魏家就算是這些年在朝野上手段通天,但是到底就是個臣屬,聯系西域各國這個名頭可不夠看。

閻雲舟想起那兩封信臉色便冷了下來:

“怎麽會是魏家呢?魏長青的信中有天子六寶中的一璽。”

寧咎聽了這個都有些驚了,天子六寶?這應該是指皇帝的六枚印章吧,這東西是傳國有用的,魏長青手中竟然有這樣的印信,那就說明是皇帝的意思了。

閻雲舟深深吸了一口氣,臉上的怒色難掩:

“西域的屬國能安分這麽多年,是因為大梁的強大,邊疆的守軍無可匹敵,而現在,李啟這樣的做法,無異於告訴屬國,大梁內亂,國將不穩,他想借由屬國的力量壓制北境,讓北境腹背受敵,卻不知那些屬國怎麽會白白出兵?

減歲貢都是小事兒,若是北牧和羯族借此機會和西域勾連,這北境若是真的被踏破,這半邊之地,那些虎狼又怎麽可能還臣服與他?”

這是寧咎第一次聽到閻雲舟直呼當今天子的名字,從前就是氣的再狠,他也不過是來一句“宮裏那位”而已,而這一次,他恐怕是真的對現在的那位皇帝失望了。
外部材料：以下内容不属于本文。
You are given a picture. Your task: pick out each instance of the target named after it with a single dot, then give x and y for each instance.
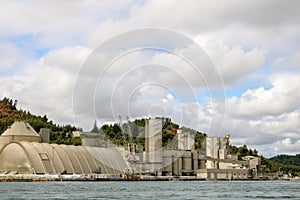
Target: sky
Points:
(221, 67)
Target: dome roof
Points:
(20, 128)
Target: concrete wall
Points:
(153, 144)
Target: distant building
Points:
(24, 151)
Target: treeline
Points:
(134, 132)
(59, 134)
(284, 164)
(242, 151)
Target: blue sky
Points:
(50, 64)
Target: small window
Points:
(44, 156)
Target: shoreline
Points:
(113, 177)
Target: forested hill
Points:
(9, 114)
(287, 159)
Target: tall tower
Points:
(153, 144)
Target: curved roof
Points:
(20, 128)
(43, 158)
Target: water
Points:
(152, 190)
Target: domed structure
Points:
(20, 131)
(22, 152)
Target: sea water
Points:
(152, 190)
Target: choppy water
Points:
(153, 190)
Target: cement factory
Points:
(23, 151)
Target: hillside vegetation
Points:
(59, 134)
(134, 132)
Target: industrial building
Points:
(24, 151)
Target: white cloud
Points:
(286, 146)
(282, 97)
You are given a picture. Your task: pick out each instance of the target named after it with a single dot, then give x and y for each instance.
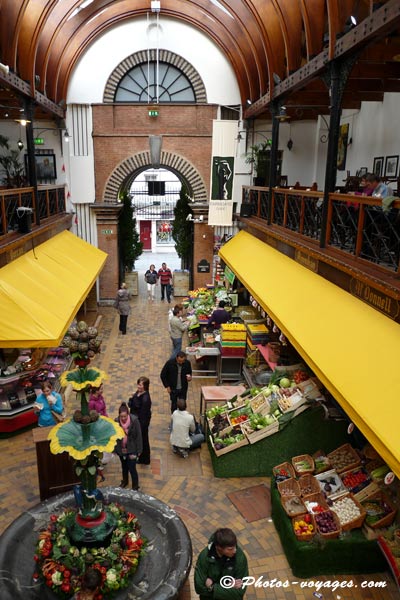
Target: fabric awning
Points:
(352, 348)
(41, 291)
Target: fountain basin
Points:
(161, 574)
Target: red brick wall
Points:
(120, 132)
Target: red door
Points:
(145, 234)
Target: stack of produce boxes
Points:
(256, 334)
(233, 339)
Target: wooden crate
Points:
(256, 435)
(355, 523)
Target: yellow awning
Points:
(352, 348)
(41, 291)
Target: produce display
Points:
(326, 523)
(347, 510)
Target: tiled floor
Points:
(188, 486)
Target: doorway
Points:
(145, 234)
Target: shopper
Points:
(165, 277)
(220, 562)
(140, 405)
(177, 327)
(123, 307)
(150, 278)
(183, 431)
(175, 376)
(46, 403)
(219, 316)
(130, 447)
(96, 400)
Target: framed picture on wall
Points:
(378, 166)
(391, 166)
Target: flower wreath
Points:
(61, 565)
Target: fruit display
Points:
(355, 480)
(327, 523)
(303, 526)
(344, 458)
(293, 505)
(348, 510)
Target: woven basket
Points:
(287, 466)
(388, 518)
(308, 485)
(290, 509)
(333, 534)
(305, 537)
(355, 522)
(296, 460)
(317, 497)
(289, 487)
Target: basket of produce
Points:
(283, 471)
(315, 503)
(330, 483)
(327, 524)
(308, 485)
(350, 512)
(303, 464)
(228, 440)
(344, 458)
(321, 462)
(303, 527)
(288, 487)
(356, 479)
(380, 510)
(293, 505)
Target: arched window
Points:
(141, 84)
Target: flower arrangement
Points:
(61, 565)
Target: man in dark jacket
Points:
(175, 376)
(221, 568)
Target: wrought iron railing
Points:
(51, 201)
(355, 225)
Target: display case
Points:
(20, 383)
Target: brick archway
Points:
(141, 161)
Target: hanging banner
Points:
(220, 212)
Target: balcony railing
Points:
(51, 201)
(356, 225)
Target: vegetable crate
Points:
(255, 435)
(350, 523)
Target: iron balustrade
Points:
(357, 226)
(51, 202)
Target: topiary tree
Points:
(182, 229)
(130, 246)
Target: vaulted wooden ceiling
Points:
(276, 47)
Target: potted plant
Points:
(259, 157)
(130, 246)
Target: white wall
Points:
(90, 76)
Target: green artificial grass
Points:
(352, 553)
(305, 434)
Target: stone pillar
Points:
(107, 240)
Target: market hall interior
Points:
(187, 486)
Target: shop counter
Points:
(304, 434)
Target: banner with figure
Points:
(222, 178)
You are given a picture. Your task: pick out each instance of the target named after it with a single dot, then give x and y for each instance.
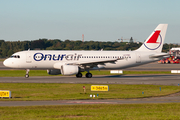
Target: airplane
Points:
(68, 62)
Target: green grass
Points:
(54, 91)
(21, 73)
(168, 111)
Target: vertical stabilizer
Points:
(155, 41)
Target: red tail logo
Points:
(154, 37)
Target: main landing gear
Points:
(27, 73)
(88, 75)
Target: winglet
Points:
(155, 41)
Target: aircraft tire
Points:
(88, 75)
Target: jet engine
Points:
(69, 69)
(53, 71)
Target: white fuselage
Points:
(46, 59)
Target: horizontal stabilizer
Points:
(159, 55)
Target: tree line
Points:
(7, 48)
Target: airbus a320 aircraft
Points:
(75, 62)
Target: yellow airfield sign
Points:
(99, 88)
(5, 93)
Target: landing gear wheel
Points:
(26, 76)
(88, 75)
(79, 75)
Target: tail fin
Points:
(155, 41)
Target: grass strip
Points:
(21, 73)
(168, 111)
(54, 91)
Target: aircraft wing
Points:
(87, 64)
(159, 55)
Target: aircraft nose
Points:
(7, 63)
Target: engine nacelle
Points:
(53, 71)
(69, 69)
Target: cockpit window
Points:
(15, 56)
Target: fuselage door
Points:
(28, 57)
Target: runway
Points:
(163, 79)
(150, 67)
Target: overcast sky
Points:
(98, 20)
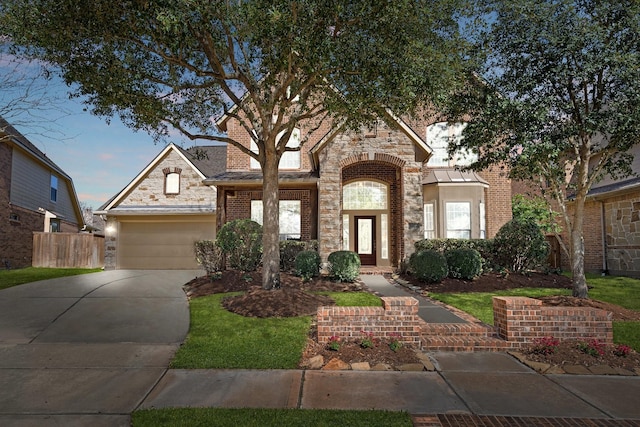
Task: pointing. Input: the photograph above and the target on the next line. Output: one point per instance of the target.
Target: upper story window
(289, 160)
(172, 181)
(364, 195)
(54, 188)
(439, 135)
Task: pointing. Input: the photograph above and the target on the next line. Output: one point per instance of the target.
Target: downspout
(605, 267)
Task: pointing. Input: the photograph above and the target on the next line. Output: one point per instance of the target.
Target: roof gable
(186, 156)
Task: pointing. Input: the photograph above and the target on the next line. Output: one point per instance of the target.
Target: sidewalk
(476, 389)
(474, 385)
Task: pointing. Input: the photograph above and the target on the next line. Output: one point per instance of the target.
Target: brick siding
(399, 315)
(521, 320)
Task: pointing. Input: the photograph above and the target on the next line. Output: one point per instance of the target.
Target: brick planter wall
(398, 315)
(521, 320)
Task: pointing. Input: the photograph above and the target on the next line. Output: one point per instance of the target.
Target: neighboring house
(35, 196)
(155, 220)
(375, 192)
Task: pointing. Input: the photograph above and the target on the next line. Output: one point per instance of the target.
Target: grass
(219, 339)
(223, 417)
(622, 291)
(9, 278)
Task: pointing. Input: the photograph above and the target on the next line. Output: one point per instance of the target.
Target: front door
(365, 239)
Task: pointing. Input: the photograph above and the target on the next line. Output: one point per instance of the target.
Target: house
(35, 196)
(375, 191)
(612, 224)
(154, 221)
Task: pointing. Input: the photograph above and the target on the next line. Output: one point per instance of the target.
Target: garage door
(162, 245)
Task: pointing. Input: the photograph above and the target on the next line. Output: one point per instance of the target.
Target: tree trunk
(270, 224)
(580, 289)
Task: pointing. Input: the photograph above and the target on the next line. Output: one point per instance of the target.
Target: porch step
(460, 337)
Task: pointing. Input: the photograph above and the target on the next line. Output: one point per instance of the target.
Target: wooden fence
(68, 250)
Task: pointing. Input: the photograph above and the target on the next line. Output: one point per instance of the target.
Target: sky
(100, 157)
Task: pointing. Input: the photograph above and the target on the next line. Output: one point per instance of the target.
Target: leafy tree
(270, 64)
(560, 100)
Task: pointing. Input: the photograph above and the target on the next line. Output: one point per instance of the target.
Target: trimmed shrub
(209, 256)
(241, 241)
(289, 249)
(428, 266)
(464, 263)
(484, 246)
(521, 246)
(344, 266)
(307, 264)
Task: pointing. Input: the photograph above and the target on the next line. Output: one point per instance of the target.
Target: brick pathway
(459, 420)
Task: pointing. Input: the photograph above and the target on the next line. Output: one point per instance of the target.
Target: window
(483, 221)
(429, 221)
(289, 217)
(438, 137)
(172, 183)
(364, 195)
(289, 159)
(54, 225)
(54, 188)
(458, 220)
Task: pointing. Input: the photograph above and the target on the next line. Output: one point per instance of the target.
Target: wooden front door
(365, 239)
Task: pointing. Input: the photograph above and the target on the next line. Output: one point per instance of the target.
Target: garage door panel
(162, 245)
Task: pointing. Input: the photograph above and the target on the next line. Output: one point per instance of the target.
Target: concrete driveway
(86, 350)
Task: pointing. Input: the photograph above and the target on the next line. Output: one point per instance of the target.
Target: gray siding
(30, 187)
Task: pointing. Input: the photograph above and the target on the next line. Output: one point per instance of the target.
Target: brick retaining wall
(398, 315)
(520, 320)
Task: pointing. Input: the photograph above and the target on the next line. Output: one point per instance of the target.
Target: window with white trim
(458, 220)
(363, 195)
(289, 217)
(439, 135)
(429, 221)
(172, 183)
(54, 188)
(289, 159)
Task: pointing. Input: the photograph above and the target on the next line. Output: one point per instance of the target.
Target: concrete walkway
(89, 350)
(427, 310)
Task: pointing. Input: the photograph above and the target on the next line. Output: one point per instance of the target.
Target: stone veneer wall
(520, 320)
(150, 190)
(399, 315)
(365, 145)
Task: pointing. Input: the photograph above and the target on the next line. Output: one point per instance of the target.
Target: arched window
(365, 195)
(172, 183)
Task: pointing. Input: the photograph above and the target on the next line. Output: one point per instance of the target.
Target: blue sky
(101, 158)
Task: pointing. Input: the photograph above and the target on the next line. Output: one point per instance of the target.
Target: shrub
(484, 246)
(521, 246)
(209, 256)
(344, 266)
(308, 264)
(289, 249)
(428, 266)
(241, 241)
(464, 263)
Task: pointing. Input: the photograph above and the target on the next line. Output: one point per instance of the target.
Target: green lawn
(222, 417)
(622, 291)
(9, 278)
(221, 339)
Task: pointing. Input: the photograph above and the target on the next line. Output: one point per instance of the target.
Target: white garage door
(162, 245)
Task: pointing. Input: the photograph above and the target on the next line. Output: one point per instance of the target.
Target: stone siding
(150, 190)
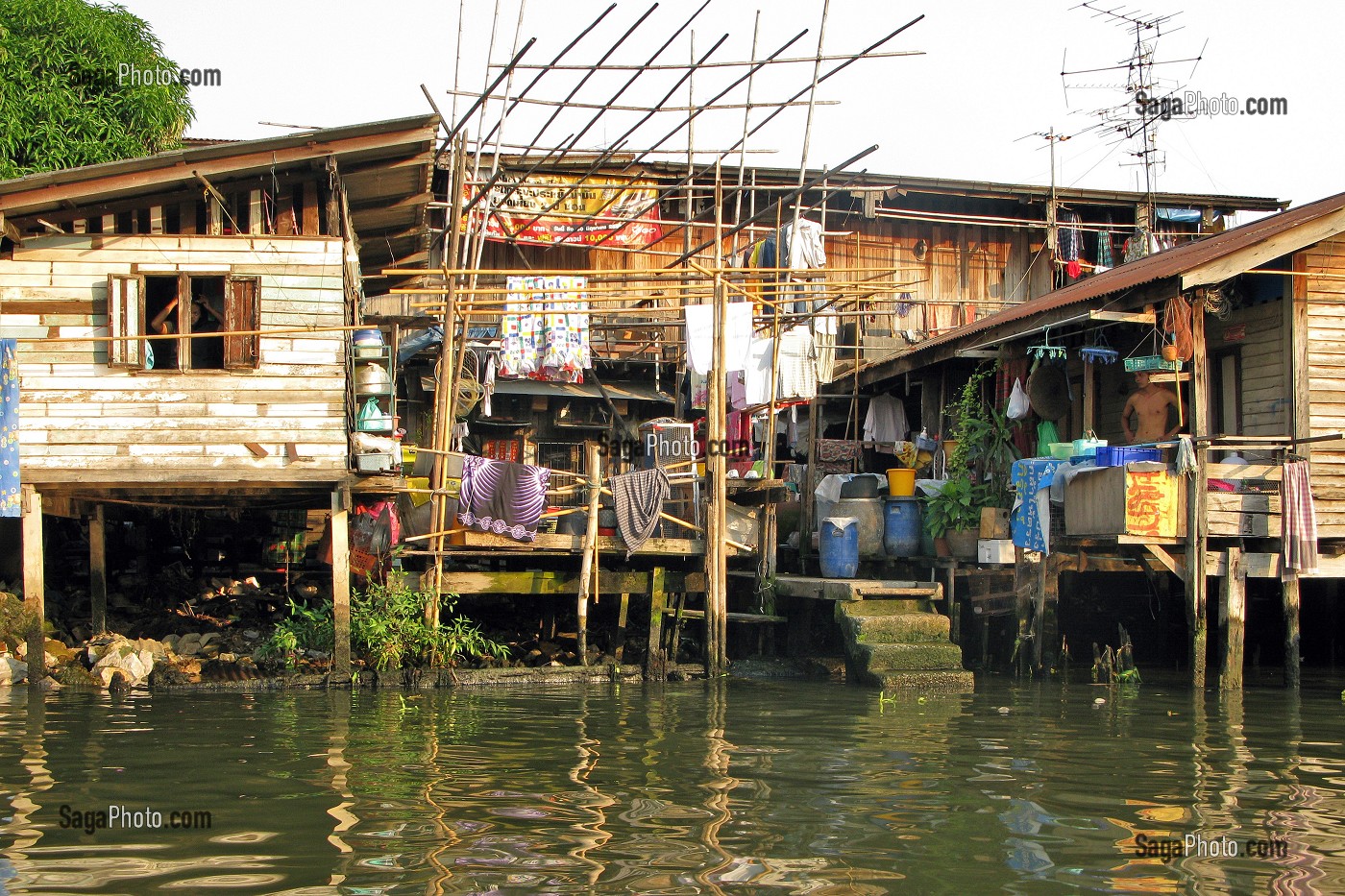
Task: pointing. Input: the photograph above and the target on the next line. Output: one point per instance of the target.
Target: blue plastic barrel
(838, 547)
(901, 526)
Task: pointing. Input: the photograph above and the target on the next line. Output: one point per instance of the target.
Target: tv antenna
(1149, 97)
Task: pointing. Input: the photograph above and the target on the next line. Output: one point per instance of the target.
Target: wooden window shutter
(242, 314)
(125, 318)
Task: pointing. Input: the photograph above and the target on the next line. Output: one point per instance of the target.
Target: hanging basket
(1152, 363)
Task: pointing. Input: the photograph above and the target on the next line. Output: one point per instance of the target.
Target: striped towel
(639, 499)
(1298, 519)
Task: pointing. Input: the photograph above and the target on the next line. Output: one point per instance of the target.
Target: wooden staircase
(896, 641)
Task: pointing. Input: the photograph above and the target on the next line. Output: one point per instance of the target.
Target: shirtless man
(1149, 403)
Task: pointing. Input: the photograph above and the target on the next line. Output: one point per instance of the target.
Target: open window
(195, 307)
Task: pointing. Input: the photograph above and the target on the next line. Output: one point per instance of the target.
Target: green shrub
(387, 628)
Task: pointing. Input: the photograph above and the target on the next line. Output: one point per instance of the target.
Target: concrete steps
(901, 643)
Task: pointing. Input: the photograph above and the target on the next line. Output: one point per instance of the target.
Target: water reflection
(716, 787)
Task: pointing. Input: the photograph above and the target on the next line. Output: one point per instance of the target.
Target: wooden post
(1291, 646)
(340, 586)
(656, 661)
(34, 580)
(1049, 624)
(588, 563)
(1196, 494)
(619, 635)
(98, 569)
(1301, 399)
(954, 610)
(1024, 586)
(1233, 597)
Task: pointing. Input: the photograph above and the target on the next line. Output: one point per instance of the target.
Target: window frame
(127, 318)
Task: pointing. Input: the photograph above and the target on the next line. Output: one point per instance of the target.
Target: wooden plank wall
(1264, 399)
(86, 423)
(1325, 299)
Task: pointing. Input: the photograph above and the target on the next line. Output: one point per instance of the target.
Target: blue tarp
(1031, 520)
(9, 429)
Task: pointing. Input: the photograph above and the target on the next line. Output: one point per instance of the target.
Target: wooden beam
(340, 586)
(1233, 599)
(655, 658)
(588, 559)
(51, 195)
(34, 580)
(1146, 318)
(1259, 254)
(1197, 490)
(256, 215)
(98, 569)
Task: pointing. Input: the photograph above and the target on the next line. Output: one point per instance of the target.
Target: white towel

寧咎簡直不知道該說什麽,說那皇帝糊塗嗎?但是他知道李啟的做法不糊塗,他只是自私而已,他在乎的從不是大梁的江山,也不是這大梁的百姓,自始至終他在乎的只有他身下的位子。

閻雲舟緩了一口氣,他只要想到那兩封信胸口便泛著堵,他的手肘撐在了一邊的座椅的扶手上,按了按眉心,聲音中的疲憊再也無從掩飾:

“先帝無論謀略還是賢德,皆不輸給從前任何一位君主,朝中也有一位穩坐東宮的太子,這大梁本應該有一位心懷子民的帝王,卻是陰錯陽差,那高位落在了李啟的頭上,我知道,只要起勢,大梁必將有一段時間的內亂,我一直在猶豫。

我怕成為大梁的千古罪人,又怕什麽都不做才是愧對先帝,愧對先祖,愧對那些跟著我出生入死的北境將士。”

閻雲舟的臉色蒼白了下來,寧咎能夠看穿他的疲憊和無奈,擡手握了一下他的手臂,其實他也能看出來,若不是閻雲舟覺得自己不久於人世,北境的將士失了他將再無活路,他也未必能真的下此決心。

畢竟這這個時代,造反也不是說說而已的,而閻雲舟最後真的做了決定,其實也未必完全是為了北境,而是大梁,他知道,大梁再在李啟的手上,恐將衰落,國破,遭殃的不會僅僅是北境的士兵。

“你做的沒錯,李啟不配為大梁的君主,他的眼中只有屁股下的龍椅,你聽過一個詞嗎?叫偏安之君。”

閻雲舟擡眸,喃喃重復了一遍他的話:

“偏安之君。”

半晌他的臉上泛起了一抹譏諷,確實,寧咎開口:

“你說過,先端懿太子有明君之風,這天下本就於李啟無關,但是世事難料,誰都沒有想過先太子會英年早逝,這皇位會落在他的頭上,對他來說,這皇位就像是一個天大的餡餅,一下砸在了他的腦袋上。